Author Topic: Autopatcher going very slow with multiples clients  (Read 18057 times)

SuperBidi

  • Not-a-newbie
  • *
  • Posts: 47
  • Karma: 0
    • View Profile
Autopatcher going very slow with multiples clients
« on: December 19, 2011, 04:20:04 AM »
I have a strange performance problem with the autopatcher, that may clearly come from a misuse.
First, configuration : Autopatcher with a postgre database (basic configuration) used in TCP working on an Ubuntu server. Patches are of 2 kinds : Small (1MB) and big (450MB).
When launching one AutopatcherClient there is no problem, but if I launch 4 or 5 of them, suddenly, everyone gets stuck. When looking at Autopatcher logs, I see "ID_NEW_INCOMING_CONNECTION" and it takes ages to get the log "IP|25712 GetChangelist complete. Delete files. 0 queued. 4 working". And all the clients technically downloading are stuck in their download.
I know you don't advise using the Autopatcher for big patches, but is it the only reason generating that problem ?

Apart from that, I have problems with ports. When I stop the Autopatcher, it doesn't close ports. So, I need to wait for a minute or 2 before launching it again.

Edit : I forgot to say I added a RakSleep(10) in ThreadPool::WorkerThread, if it can have an impact.
« Last Edit: December 19, 2011, 06:25:43 AM by SuperBidi »

SuperBidi

  • Not-a-newbie
  • *
  • Posts: 47
  • Karma: 0
    • View Profile
Re: Autopatcher going very slow with multiples clients
« Reply #1 on: December 19, 2011, 06:38:07 AM »
I have quite some "GetPatch complete.
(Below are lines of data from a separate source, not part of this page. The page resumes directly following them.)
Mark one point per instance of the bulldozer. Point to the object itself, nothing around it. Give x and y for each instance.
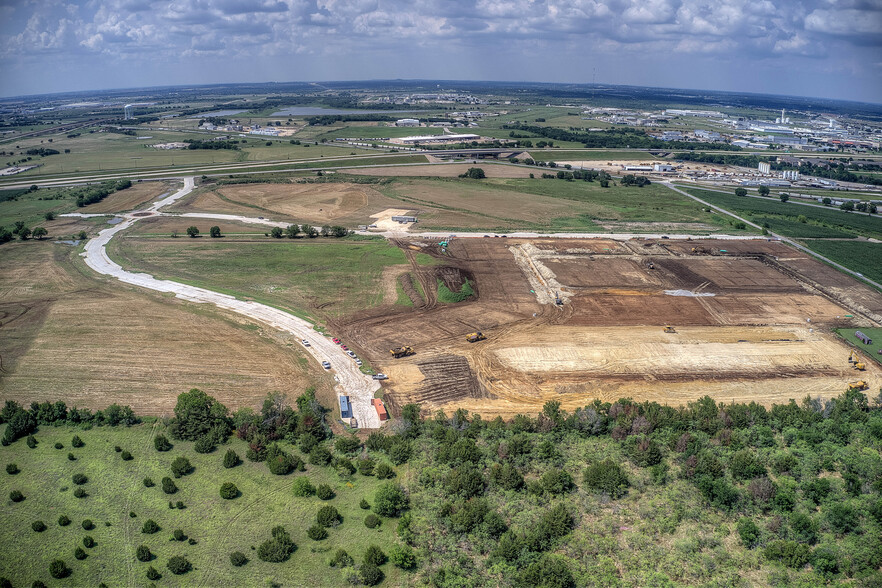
(403, 351)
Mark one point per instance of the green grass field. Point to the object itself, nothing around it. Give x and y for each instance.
(312, 278)
(872, 350)
(115, 488)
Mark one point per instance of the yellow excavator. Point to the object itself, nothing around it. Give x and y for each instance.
(403, 351)
(858, 365)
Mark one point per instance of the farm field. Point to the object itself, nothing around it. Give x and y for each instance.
(219, 527)
(66, 335)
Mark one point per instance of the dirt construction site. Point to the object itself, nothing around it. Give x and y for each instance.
(584, 319)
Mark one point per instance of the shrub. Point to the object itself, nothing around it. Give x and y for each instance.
(384, 471)
(58, 569)
(143, 553)
(229, 491)
(402, 556)
(607, 477)
(161, 443)
(327, 516)
(303, 487)
(317, 533)
(178, 565)
(181, 467)
(169, 486)
(370, 575)
(375, 555)
(231, 460)
(371, 521)
(341, 559)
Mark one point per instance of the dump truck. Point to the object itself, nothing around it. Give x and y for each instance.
(403, 351)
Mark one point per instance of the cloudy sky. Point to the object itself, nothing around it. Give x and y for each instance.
(827, 48)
Aborted from download thread. 0 queued. 3 working."
And after having it, lots of logs, then nothing once again.
If it can help.

SuperBidi

  • Not-a-newbie
  • *
  • Posts: 47
  • Karma: 0
    • View Profile
Re: Autopatcher going very slow with multiples clients
« Reply #2 on: December 20, 2011, 12:24:51 PM »
I have that : GetChangelist added. 1 queued. -1 working.
Does not look like a normal log.

Rak'kar

  • Administrator
  • Hero Member
  • *****
  • Posts: 6895
  • Karma: 291
    • View Profile
    • RakNet
Re: Autopatcher going very slow with multiples clients
« Reply #3 on: December 20, 2011, 11:10:09 PM »
What version is this? It was a while ago but I added a lot of performance improvements.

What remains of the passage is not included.